Tension, fatigue, mistakes and cramps occur when we use the same muscle fibers twice in a row. To get around this one must use different movements such as in/out, up/down, forward/backward, rotations and moving from the arm and not the wrist or fingers. There is a huge difference between raising the forearm and allowing gravity to bend the wrist and actually using muscles to bend the wrist.
Another cause for tension is using two muscles at the same time. When playing octaves most pianists must engage the abductors and instead of using the bicep, shoulder and fulcrum of the elbow, they somehow force the flexors and extensors into playing and this will cause cramps. That is three muscles working simultaneously when you should not be using any of them. Like poking someone's eye out, you do it from the shoulder and elbow, not the finger. What it sounds like you need most is a new teacher. Exploration of gravity should be lesson one.
Also, although it is a common lesson and we all do it, do not ever play the four finger while executing octaves. Your fingers are all different lengths and your four is much longer than your five and one. If you have ever worn an orthopedic boot or one shoe higher than the other, after a day of walking you will notice that you knees, hips or back may hurt. That is because there is an imbalance and the body is straining to equalize. Your fingers are all different lengths and when you equalize them by curling or playing one higher than another as when you use the four, you risk tensions. Also, the four and five fingers are their most powerful and fast when your forearm is aligned behind them. Playing the four at an increased angle compromises the tendons and encourages the student to twist in ulnar deviation allowing all sorts of nasty things to happen. Also, learn to play to the point of sound.
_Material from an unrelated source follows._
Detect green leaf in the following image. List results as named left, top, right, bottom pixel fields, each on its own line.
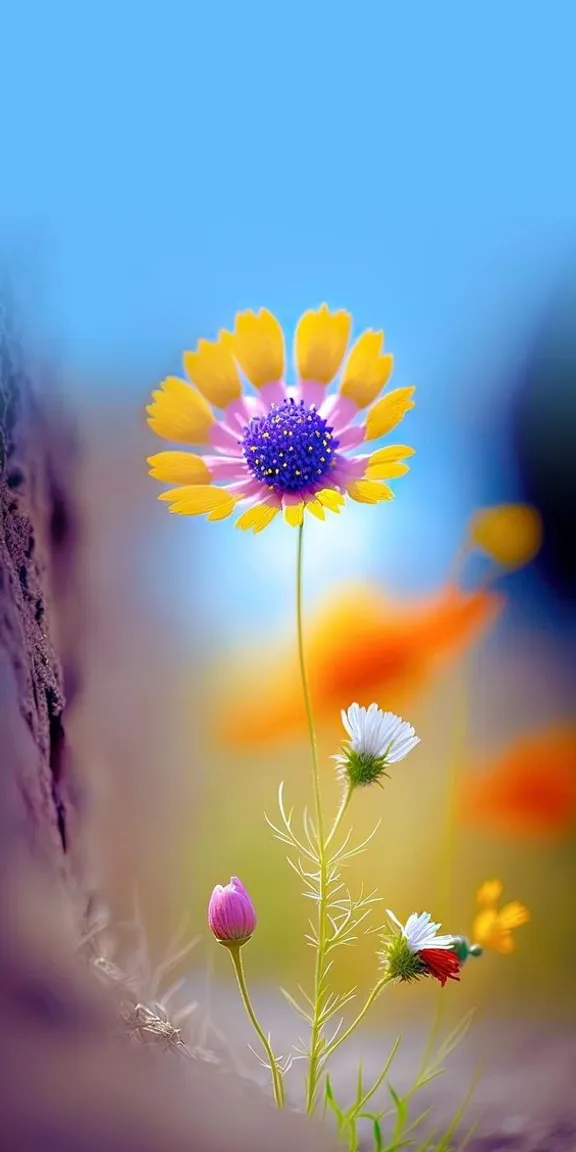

Up is more important than down.
If you have ever walked up stairs you know that your ascending foot must raise higher than the next step before coming straight down. Otherwise you will fall up stairs. Piano keys are the same but you can't lift up if you are pressing down. Hannon knew this and advocated raising a finger high but his error was isolating fingers and when you isolate a finger, you use two muscles at the same time which creates strain. Using the arm instead of isolation raises all the fingers in the same directions at the same time which results in effortless playing. Also, pressing into the keybed creates tension because the keybed isn't going anywhere. Pressing only strains YOU. As you learned in HS physic class, if you press into an immovable object, it presses back with the same force. Playing to the point of sound and using a multiple of muscles one at a time will give you the octaves you desire.
To find the point of sound, on an ACOUSTIC piano, slowly depress a key without sounding a pitch. You should feel a little bump and if you press beyond it, it gives way and you are pressing into the keybed. Learn to play to that bump and no further. If you play from the flexors, this will be nearly impossible. Learn to play from the arm. Like you are petting a kitten, it comes from the arm, shoulder and elbow, not the flexors or fingers. The muscles which move your fingers, BTW, are in your forearm, not your fingers.